Malak is a 14-year-old girl from central Gaza who lost a close family friend. Initially, she did not show symptoms of trauma or any other psychological disturbances, until the last aggression on Gaza in 2014, when her grandmother was killed.
Malak began to re-experience traumatic events through nightmares and her continuous attempts to dig in the dirt, searching for her father’s friend who was martyred in the 2012 war. Additionally, she also suffered from sleep disturbances, hypervigilance and avoided entering the room where Haitham (her father’s friend) used to sit in. Her academic performance was negatively affected, in addition to the impact of her social relations, with parents and peers.
Malak where diagnosed with PTSD – delayed onset. After three months of medical and psychological intervention (family therapy, cognitive behavioral therapy and, playing therapy) Malak overcame traumatic symptoms.

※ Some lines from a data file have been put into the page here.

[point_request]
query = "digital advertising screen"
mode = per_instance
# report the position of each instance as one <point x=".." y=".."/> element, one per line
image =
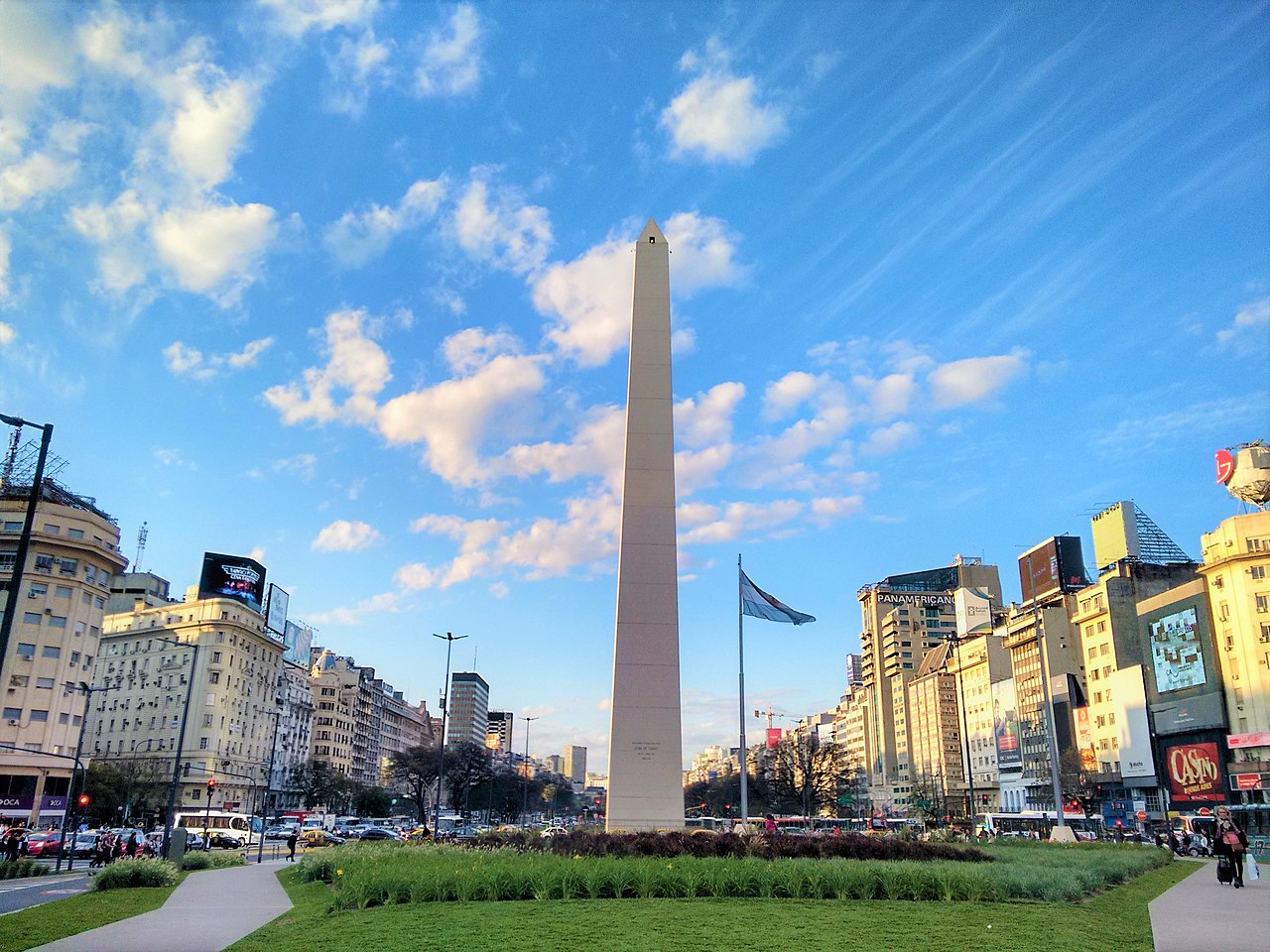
<point x="1005" y="725"/>
<point x="232" y="576"/>
<point x="1176" y="653"/>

Malak’s Mother shared; “I would not have believed that this would happen, after two years of anxiety I was losing my child. Malak has returned to her normal life and she is fine now, thank God.”
The CMBM Project:
– Implemented CMBM sessions within the summer camps
– Followed up with children who were in need of advanced interventions which were implemented in parallel with the mothers’ sessions
– Conducted sessions for a new group of children who were in need of psychological support in the neglected and restricted areas
– The CMBM program included 10 sessions and each session was divided into three interconnected and systematic activities. The target groups were Gazan children and their mothers. The children, between the ages of 6 and 14 years, were affected directly by the war and they were suffering from traumatic symptoms, social problems and other behavioral issues. The mothers were included in this project as the caregiver for the children and as victims of the war as well.

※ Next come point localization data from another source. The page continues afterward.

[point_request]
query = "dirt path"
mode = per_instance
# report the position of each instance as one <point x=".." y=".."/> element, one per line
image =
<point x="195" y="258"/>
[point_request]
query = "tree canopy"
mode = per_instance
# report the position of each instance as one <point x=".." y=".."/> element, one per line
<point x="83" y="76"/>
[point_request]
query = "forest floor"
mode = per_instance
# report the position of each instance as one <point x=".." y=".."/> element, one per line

– Summer Camps included 8 days of recreational activities were held for 200 targeted children in 3 main locations across
– Following the implementation of the summer camp activities and obtaining the results of the Post Traumatic Stress Disorder (PTSD) assessment, an additional 10 sessions were implemented with children in parallel with 10 sessions with their mothers.

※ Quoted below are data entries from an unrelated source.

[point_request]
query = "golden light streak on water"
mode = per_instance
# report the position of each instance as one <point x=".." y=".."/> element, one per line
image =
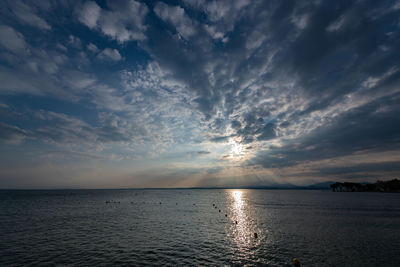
<point x="242" y="223"/>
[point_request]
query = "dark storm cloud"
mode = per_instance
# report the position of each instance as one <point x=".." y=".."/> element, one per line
<point x="373" y="127"/>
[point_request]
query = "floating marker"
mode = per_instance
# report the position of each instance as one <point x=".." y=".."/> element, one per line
<point x="296" y="262"/>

– In the third phase of the project, PCRF targeted another group of children to join CMBM weekly sessions, again from restricted and neglected areas from the entire Gaza Strip, through close coordination and cooperation with 10
– 303 children were supported through this program with 572 beneficiaries
Doha is an 11-year-old girl from Beit Hanoun in Northern Gaza. Her parents got divorced due to complicated family issues, which had a significant effect on Doha’s life. She became aggressive, isolated and avoided social interaction. In 2017, Doha participated in the summer camp, sponsored by the PCRF. The summer camp contained both recreational and psychological interventions which helped her to overcome some of her psychological trauma and allowed her to become more social with her peers. After 8 days of summer camp, Doha started to attend weekly CMBM sessions. In the sessions, she showed a number of positive changes to her general behavior and became more involved with talking about her feelings with comfort and confidence in the group. After her discussions regarding her problems in her family tree sessions, she became active and comfortable participating in the activities carried out during the session, becoming calmer and more committed than before. Doha said, “I am using deep breathing as a means of rest and calm when I feel upset. We are so happy because we share fun and feelings among our group.”